METHODS. We surveyed 10 521 US mothers, all nurses, between June 2006 and February 2007. Multivariable logistic regression models were used to determine which of the following factors were associated with a mother’s intention to vaccinate a 9- to 12-year-old daughter: demographic factors, gynecologic history, belief that one’s daughter should have regular Papanicolaou testing, beliefs about Papanicolaou testing outcomes (3-item scale), and beliefs about human papillomavirus vaccines (7-item scale measuring beliefs about human papillomavirus vaccine efficacy, impact of vaccination on sexual and Papanicolaou screening behaviors, severity of and susceptibility to human papillomavirus, and anticipated clinician recommendations).

RESULTS. Of the 8832 mothers who completed a survey (84% response rate), 7207 had a daughter. Among mothers with a daughter, 48% intended to vaccinate a daughter if she were 9 to 12 years of age, 68% if she were 13 to 15 years of age, and 86% if she were 16 to 18 years of age. Forty-eight percent intended to receive the vaccine themselves if recommended. In multivariable regression models, variables significantly associated with intention to vaccinate a 9- to 12-year-old daughter included belief that one’s daughter should have regular Papanicolaou testing and beliefs about human papillomavirus vaccines.

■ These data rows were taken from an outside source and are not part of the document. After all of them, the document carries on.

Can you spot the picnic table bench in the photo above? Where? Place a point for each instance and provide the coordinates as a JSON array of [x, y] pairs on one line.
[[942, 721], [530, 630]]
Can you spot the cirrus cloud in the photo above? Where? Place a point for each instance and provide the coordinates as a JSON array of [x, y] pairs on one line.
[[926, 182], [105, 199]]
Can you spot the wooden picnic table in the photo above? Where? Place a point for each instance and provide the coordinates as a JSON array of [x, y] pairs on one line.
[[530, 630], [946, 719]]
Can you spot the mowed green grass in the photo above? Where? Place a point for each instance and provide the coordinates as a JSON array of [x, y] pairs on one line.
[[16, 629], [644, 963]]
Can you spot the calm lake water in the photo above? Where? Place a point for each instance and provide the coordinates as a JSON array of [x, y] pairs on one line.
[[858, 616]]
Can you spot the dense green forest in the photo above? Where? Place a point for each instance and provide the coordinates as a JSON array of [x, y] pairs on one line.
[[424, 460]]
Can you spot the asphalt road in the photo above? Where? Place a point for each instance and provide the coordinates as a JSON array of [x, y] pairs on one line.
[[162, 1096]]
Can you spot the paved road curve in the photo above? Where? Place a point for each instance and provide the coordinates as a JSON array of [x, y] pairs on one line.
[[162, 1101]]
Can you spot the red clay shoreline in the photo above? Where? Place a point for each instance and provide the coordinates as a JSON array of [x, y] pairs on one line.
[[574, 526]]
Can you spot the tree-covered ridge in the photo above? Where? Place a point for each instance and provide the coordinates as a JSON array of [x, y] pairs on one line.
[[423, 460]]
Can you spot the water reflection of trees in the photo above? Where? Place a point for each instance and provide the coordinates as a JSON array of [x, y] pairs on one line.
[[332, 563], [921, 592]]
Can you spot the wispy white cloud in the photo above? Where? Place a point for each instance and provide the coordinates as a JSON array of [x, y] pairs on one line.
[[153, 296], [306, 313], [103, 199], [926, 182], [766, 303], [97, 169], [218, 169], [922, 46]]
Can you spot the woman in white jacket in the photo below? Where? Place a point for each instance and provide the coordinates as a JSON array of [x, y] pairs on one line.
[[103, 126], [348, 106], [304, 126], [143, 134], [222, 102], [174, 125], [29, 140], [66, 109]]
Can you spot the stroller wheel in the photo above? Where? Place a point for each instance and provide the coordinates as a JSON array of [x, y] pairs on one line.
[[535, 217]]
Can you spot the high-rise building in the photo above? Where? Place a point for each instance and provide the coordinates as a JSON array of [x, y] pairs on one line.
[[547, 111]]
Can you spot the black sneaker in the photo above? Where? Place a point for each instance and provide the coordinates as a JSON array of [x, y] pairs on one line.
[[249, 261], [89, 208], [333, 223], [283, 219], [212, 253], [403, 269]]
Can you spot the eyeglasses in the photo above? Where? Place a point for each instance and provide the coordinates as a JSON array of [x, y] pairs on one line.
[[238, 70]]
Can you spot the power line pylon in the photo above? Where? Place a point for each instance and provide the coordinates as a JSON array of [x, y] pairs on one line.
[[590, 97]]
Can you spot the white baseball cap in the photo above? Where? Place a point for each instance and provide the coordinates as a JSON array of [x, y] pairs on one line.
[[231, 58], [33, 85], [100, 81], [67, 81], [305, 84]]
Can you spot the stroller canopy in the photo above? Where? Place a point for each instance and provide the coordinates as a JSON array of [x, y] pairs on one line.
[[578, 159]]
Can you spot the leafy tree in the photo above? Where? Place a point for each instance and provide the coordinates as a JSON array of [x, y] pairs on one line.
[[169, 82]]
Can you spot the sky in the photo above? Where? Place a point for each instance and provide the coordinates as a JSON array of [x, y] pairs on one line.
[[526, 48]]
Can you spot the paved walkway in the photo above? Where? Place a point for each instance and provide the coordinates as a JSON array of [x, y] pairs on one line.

CONCLUSIONS. In this first national study of mothers’ attitudes about human papillomavirus vaccines, mothers’ intention to vaccinate a daughter <13 years of age was lower than intention to vaccinate an older daughter, contrasting with national recommendations to target 11- to 12-year-old girls for vaccination. Educational interventions designed to affect mothers’ willingness to vaccinate daughters should focus on human papillomavirus vaccine efficacy, behavioral impact of vaccination, perceived risk of human papillomavirus, and clinician support for vaccination.